The inhibition mechanism of a polysaccharide anticoagulant, depolymerized holothurian glycosaminoglycan (DHG), was examined by analyzing its effects on the clotting time of human plasma depleted of antithrombin III (ATIII), of heparin cofactor II (HCII), or of both heparin cofactors. The effect exerted by this agent on the activation of prothrombin and factor X in purified human components were also examined and all effects were compared with those of other glycosaminoglycans (GAGs). The capacity of DHG to prolong activated partial thromboplastin time was not reduced in ATIII-depleted, HCII-depleted, HCII-depleted, or ATIII- and HCII-depleted plasma, whereas its capacity to prolong prothrombin time and thrombin clotting time was reduced in HCII-depleted plasma. DHG inhibited the amidolytic activity of thrombin in the presence of HCII with a second order rate constant of 1.2 x 10(8) (mol/L)-1 min-1. These results indicated that DHG has two different inhibitory activities, one being an HCII-dependent thrombin inhibition and the other an ATIII- and HCII-independent inhibition of the coagulation cascade. The heparin cofactors-independent inhibitory activity of DHG was investigated in the activation of prothrombin by factor Xa and in the activation of factor X by tissue factor-factor VIIa complex or by factor IXa. DHG significantly inhibited the activation of factor X by factor IXa in the presence of factor VIIIa, but not in the absence of factor VIIIa. The interaction between DHG and factors IXa, VIIIa, and X was investigated with a DHG-cellulofine column, on which DHG had strong affinity for factors IXa and VIIIa. These findings show that the heparin cofactors-independent inhibition exhibited by DHG was caused by inhibition of the interaction of factor X with the intrinsic factor Xase complex, probably by binding to the factor IXa-factor VIIIa complex.

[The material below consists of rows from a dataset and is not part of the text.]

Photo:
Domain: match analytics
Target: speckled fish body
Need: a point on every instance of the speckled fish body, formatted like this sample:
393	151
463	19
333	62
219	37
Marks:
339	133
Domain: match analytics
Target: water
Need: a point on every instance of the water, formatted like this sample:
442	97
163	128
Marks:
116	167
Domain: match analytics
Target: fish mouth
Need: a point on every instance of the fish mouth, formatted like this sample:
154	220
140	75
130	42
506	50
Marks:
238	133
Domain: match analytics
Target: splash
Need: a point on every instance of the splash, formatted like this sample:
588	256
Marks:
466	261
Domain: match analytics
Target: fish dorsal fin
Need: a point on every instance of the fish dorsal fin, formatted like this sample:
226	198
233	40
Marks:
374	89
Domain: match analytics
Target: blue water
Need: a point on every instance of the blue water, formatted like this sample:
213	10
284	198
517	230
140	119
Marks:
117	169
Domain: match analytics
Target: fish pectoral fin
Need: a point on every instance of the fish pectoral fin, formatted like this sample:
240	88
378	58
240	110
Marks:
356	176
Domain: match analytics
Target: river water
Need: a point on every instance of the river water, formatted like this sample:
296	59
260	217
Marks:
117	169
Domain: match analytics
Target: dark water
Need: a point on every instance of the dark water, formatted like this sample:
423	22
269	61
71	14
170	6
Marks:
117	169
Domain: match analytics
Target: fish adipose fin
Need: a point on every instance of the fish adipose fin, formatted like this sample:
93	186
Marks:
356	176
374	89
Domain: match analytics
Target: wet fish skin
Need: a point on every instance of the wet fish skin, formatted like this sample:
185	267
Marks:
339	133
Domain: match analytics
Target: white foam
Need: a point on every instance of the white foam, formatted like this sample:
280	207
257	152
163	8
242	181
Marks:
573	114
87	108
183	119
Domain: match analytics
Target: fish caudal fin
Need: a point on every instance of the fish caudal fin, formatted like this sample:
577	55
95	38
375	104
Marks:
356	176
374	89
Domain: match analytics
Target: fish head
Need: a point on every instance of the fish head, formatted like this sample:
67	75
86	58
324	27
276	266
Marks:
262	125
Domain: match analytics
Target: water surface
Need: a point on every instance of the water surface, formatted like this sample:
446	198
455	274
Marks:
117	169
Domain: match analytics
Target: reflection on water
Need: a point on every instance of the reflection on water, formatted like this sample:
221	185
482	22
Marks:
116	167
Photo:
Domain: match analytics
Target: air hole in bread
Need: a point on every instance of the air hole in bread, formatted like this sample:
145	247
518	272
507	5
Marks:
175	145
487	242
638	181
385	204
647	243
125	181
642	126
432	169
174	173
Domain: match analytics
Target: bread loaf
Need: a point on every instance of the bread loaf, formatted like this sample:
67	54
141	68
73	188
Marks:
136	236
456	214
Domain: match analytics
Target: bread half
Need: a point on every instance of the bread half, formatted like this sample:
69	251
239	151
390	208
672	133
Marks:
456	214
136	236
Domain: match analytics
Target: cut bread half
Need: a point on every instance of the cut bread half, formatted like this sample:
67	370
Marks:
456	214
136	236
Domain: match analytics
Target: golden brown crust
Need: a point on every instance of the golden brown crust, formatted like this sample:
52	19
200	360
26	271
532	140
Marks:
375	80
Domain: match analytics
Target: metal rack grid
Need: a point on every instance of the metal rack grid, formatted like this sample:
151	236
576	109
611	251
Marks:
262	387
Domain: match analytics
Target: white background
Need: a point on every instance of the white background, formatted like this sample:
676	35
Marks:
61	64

通过分析一种多糖抗凝剂——解聚海参糖胺聚糖(DHG)对去除抗凝血酶III(ATIII)、肝素辅因子II(HCII)或两种肝素辅因子的人血浆凝血时间的影响,研究了其抑制机制。还研究了该试剂对纯化的人成分中凝血酶原和因子X激活的作用,并将所有作用与其他糖胺聚糖(GAGs)的作用进行了比较。在去除ATIII、去除HCII、去除HCII或去除ATIII和HCII的血浆中,DHG延长活化部分凝血活酶时间的能力并未降低,而在去除HCII的血浆中,其延长凝血酶原时间和凝血酶凝血时间的能力降低。在存在HCII的情况下,DHG以1.2×10⁸(mol/L)⁻¹ min⁻¹的二级速率常数抑制凝血酶的酰胺水解活性。这些结果表明,DHG具有两种不同的抑制活性,一种是依赖HCII的凝血酶抑制,另一种是不依赖ATIII和HCII的凝血级联抑制。在因子Xa激活凝血酶原以及组织因子-因子VIIa复合物或因子IXa激活因子X的过程中,研究了DHG不依赖肝素辅因子的抑制活性。在存在因子VIIIa的情况下,DHG显著抑制因子IXa对因子X的激活,但在不存在因子VIIIa的情况下则不然。用DHG-纤维素柱研究了DHG与因子IXa、VIIIa和X之间的相互作用,在该柱上DHG对因子IXa和VIIIa具有很强的亲和力。这些发现表明,DHG表现出的不依赖肝素辅因子的抑制是由于抑制了因子X与内源性因子X酶复合物的相互作用,可能是通过与因子IXa-因子VIIIa复合物结合。